From the Department of Radiology and Center for Imaging Science (S.L., S.H.K., J.A.H.), Department of Pathology (H.K.P., K.T.J.), and Department of Statistics and Data Center (S.K.), Samsung Medical Center, Sungkyunkwan University School of Medicine, 81 Irwon-Ro, Gangnam-gu, Seoul 06351, Korea.

Published: August 2018

Purpose To identify features at preoperative magnetic resonance (MR) imaging that could predict favorable prognosis after curative resection of pancreatic ductal adenocarcinoma (PDAC). Materials and Methods From January 2009 to December 2014, this retrospective study included 143 patients with surgically resected (ie, R0) PDAC who underwent preoperative MR imaging within 1 month before surgery. Clinical-pathologic and MR imaging findings for predicting disease-free survival (DFS) and overall survival (OS) were identified by using a Cox proportional hazards model. Important MR imaging features were compared with clinical-pathologic findings.

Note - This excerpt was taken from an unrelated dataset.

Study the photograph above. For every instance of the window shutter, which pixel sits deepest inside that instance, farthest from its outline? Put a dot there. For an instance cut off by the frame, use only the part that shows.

Results Tumor size at histopathologic analysis was associated with both DFS and OS (hazard ratio per centimeter, 1.37; 95% confidence interval: 1.15, 1.63; P < .001 and hazard ratio, 1.44; 95% confidence interval: 1.20, 1.73; P < .001, respectively). Rim enhancement at dynamic contrast material-enhanced MR imaging was associated with significantly worse DFS and OS (hazard ratio, 1.72; 95% confidence interval: 1.05, 2.82; P = .030 and hazard ratio, 2.27; 95% confidence interval: 1.39, 3.69; P = .001, respectively). Diffusion-weighted imaging parameters, including diffusion restriction and apparent diffusion coefficient value, did not predict DFS or OS after resection of PDAC (all P > .05). Rim-enhancing lesions had more aggressive histologic tumor grades, less frequent remaining acini, and more frequent necrosis within the tumor compared with non-rim-enhancing pancreatic lesions (P = .002, P = .008, and P < .001, respectively). Conclusion Greater tumor size and rim enhancement were associated with lower DFS and OS rates after attempted curative resection of PDAC.